The Black Mountain College Museum + Arts Center officially reopens on Friday, Jan. 30, (following a monthlong closure and a complete gallery overhaul) with a reception for its newest exhibition, Poemumbles: 30 years of Susan Weil’s poems/images.
The opening marks the completion of the first in a series of major renovations and program initiatives made possible through a grant from the Windgate Charitable Foundation. The grant also enabled the 21-year-old nonprofit to create two paid internship positions and expand into a secondary gallery space at 67 Broadway. The new gallery, currently under construction, will open in June. It will house thematic retrospectives and exhibitions of BMC alumni work, both current and historical.
The museum’s existing gallery, at 56 Broadway since 2003, will showcase an ongoing, rotating exhibition of the organization’s permanent collection. It includes more than 800 works of art, plus letters, photographs and BMC ephemera.

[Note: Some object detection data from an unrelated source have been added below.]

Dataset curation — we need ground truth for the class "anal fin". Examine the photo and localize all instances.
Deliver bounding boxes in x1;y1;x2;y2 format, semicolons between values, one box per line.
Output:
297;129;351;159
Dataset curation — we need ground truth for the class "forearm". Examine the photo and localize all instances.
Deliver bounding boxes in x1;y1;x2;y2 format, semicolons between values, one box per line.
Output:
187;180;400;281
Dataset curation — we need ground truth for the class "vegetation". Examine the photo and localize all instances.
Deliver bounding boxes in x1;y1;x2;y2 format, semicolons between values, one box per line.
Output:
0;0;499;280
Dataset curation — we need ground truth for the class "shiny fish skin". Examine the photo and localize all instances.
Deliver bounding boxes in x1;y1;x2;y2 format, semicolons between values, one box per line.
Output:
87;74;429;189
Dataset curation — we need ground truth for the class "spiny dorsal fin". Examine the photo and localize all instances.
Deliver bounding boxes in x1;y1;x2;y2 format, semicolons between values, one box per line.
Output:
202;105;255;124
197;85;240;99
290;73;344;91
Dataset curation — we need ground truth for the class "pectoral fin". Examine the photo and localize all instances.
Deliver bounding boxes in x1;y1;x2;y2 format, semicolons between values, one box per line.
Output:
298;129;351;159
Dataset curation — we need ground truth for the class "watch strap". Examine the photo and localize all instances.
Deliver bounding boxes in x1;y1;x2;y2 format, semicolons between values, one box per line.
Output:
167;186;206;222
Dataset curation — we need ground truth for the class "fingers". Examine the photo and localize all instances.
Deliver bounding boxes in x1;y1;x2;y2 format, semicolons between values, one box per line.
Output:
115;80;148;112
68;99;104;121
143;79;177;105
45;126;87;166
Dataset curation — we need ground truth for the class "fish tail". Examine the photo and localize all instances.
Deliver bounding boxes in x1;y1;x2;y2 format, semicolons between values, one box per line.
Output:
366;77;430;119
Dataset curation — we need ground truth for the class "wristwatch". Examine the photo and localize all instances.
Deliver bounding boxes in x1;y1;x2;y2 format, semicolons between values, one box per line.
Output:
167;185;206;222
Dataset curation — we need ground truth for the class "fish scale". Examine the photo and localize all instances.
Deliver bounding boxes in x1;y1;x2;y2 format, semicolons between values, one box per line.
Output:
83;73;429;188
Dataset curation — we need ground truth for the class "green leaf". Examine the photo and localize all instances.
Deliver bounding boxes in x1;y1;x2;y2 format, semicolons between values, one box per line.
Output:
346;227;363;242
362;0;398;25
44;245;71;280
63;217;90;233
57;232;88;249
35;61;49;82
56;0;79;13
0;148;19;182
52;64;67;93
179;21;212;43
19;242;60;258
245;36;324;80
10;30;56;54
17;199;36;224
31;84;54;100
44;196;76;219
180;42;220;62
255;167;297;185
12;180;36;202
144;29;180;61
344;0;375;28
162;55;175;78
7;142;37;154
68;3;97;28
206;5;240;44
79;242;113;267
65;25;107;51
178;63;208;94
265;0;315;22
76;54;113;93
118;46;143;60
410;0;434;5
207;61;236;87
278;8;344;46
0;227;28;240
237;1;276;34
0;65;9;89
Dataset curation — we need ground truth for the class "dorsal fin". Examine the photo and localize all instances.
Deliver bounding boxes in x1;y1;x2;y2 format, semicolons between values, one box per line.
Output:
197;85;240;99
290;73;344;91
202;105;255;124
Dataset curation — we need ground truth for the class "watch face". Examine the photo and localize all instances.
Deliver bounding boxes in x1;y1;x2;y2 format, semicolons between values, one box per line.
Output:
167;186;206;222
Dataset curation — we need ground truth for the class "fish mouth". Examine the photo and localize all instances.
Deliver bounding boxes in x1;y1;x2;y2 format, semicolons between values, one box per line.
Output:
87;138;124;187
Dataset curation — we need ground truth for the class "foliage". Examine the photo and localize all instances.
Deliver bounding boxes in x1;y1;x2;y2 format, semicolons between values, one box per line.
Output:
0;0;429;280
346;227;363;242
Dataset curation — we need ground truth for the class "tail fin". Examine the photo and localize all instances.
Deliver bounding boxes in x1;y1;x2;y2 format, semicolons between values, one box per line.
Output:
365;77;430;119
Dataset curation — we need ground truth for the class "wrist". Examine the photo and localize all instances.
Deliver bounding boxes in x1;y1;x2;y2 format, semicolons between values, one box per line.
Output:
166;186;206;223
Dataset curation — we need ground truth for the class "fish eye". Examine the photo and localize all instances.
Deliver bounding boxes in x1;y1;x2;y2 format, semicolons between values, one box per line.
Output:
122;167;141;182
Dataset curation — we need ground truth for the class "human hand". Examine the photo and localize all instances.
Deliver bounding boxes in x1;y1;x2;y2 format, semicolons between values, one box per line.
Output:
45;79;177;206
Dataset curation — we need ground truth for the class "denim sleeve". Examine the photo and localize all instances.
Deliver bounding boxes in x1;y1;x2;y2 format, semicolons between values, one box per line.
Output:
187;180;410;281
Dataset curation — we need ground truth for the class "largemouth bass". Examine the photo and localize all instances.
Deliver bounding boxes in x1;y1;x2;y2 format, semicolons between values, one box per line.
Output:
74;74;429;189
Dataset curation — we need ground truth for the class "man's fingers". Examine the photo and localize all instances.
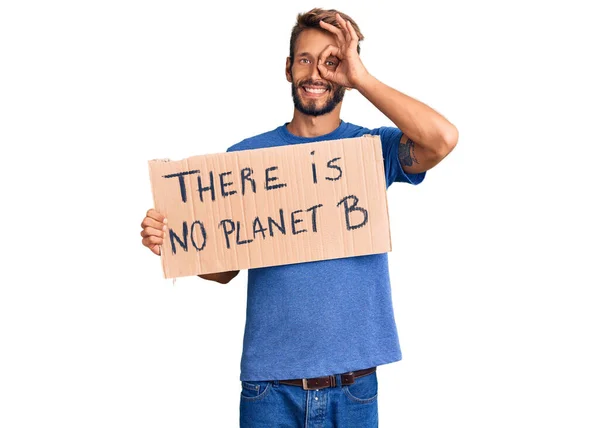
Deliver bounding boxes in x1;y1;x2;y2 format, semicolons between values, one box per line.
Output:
335;13;352;43
140;227;165;238
146;208;166;223
141;217;167;230
142;236;163;249
346;21;358;49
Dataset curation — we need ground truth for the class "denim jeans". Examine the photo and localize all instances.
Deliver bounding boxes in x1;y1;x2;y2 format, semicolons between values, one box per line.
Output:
240;372;378;428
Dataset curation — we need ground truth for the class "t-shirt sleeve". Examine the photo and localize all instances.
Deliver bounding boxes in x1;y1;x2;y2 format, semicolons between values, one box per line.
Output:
372;127;425;187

Additionally, the space will house the museum’s archives and a roughly 1,400-volume library. “It’s a huge step for us,” says program director Alice Sebrell. “It’s a much more coherent visual presentation.”
That cohesion is due to the gallery’s floor-to-ceiling and wall-to-wall renovation, which was planned and realized by Asheville artist and designer Randy Shull in league with the museum staff and board chair J. Richard Gruber. Previously, visitors entered into one large room. Exhibitions wrapped around the room in a large J-shape. A desk was sandwiched into the front right corner. Foldout tables housing books and BMC literature extended into the gallery where they met with a 10-foot-tall movable bookcase. Despite the sheer girth of that case, only a portion of the library was available — the rest was in storage.

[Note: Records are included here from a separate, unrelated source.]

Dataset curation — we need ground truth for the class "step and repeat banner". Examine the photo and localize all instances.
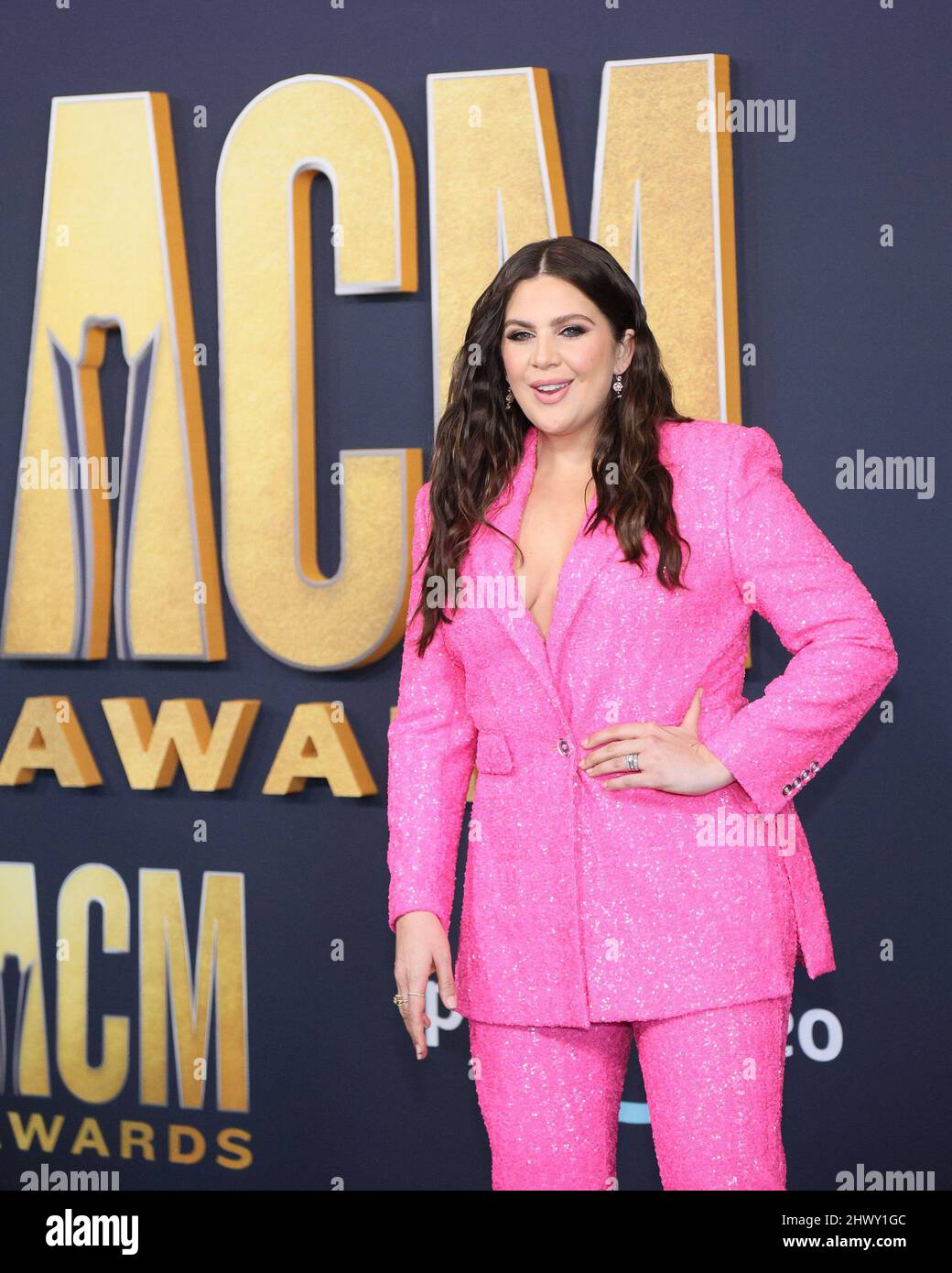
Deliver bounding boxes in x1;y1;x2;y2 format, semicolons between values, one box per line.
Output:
0;0;949;1191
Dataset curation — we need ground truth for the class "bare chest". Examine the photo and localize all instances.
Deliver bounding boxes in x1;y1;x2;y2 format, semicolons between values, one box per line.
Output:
513;478;586;636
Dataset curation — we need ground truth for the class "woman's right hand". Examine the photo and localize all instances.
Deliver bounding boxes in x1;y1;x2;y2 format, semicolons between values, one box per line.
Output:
394;910;456;1061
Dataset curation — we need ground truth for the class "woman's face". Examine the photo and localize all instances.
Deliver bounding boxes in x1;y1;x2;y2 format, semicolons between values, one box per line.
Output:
502;274;635;433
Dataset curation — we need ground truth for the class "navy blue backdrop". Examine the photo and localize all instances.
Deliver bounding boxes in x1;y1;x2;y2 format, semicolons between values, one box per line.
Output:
0;0;952;1191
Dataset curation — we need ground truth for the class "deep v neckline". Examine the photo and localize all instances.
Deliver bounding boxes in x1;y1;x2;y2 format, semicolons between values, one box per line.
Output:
509;431;598;654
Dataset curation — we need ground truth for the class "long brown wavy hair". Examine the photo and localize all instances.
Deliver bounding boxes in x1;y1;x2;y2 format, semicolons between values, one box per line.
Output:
411;235;694;656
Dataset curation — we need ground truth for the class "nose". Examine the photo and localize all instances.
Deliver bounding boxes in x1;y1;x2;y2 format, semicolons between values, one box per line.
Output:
532;335;558;368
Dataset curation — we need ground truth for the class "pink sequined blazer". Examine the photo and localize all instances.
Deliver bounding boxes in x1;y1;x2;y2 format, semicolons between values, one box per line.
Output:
387;420;899;1028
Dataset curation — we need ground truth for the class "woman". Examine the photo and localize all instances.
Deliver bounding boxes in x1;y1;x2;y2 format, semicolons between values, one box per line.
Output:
388;237;897;1189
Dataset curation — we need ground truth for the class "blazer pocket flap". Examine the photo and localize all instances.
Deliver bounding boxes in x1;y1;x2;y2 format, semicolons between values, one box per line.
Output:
476;732;513;774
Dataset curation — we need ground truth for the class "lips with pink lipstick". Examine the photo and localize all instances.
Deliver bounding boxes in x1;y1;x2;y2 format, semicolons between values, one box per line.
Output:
532;379;571;402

With the simple rearrangement of a few walls and partitions, Shull has nearly doubled the museum’s usble wall space. Now, the entryway is small yet defined. The new reception desk is a smooth, linear work of art. Shull designed and built it with repurposed Southern yellow pine boards (formerly flooring in a Georgia window factory). The new entrance offers a proper orientation for museumgoers, Shull says, rather than plunging them right into an exhibition. “My intent was to organize BMCM into three continuous but distinct spaces, each serving a different function,” he says. “It’s about organizing the space to house its permanent collection [and] archives and making material accessible for study and research.”
It’s the addition of the library and research center that is the museum’s most important new feature. “Researchers have come from all over the world to see us,” Sebrell says. “We’ve had students, authors and curators from France, Germany, England and Canada as well as the U.S.” Now, with a user-friendly archive, the museum aims to become a national and international resource for BMC studies.
“Included in the grant are the funds to build an online archive,” says Erin Dickey, BMCM+AC’s development and outreach coordinator. “We’ll start that in the spring, and we hope to have the full collection accessible online within a year.”
While aspects of the redesign move forward technologically, the space recalls the past as well. Its minimalistic and linear motif echoes the works of BMC alums like Josef and Annie Albers. “My design is about peeling back and removing the old layers to the essentials and allowing the proportions, flow of the space and the details to coexist peacefully,” Shull says. “I feel the museum should follow in that legacy with principles rooted in the 21st century.”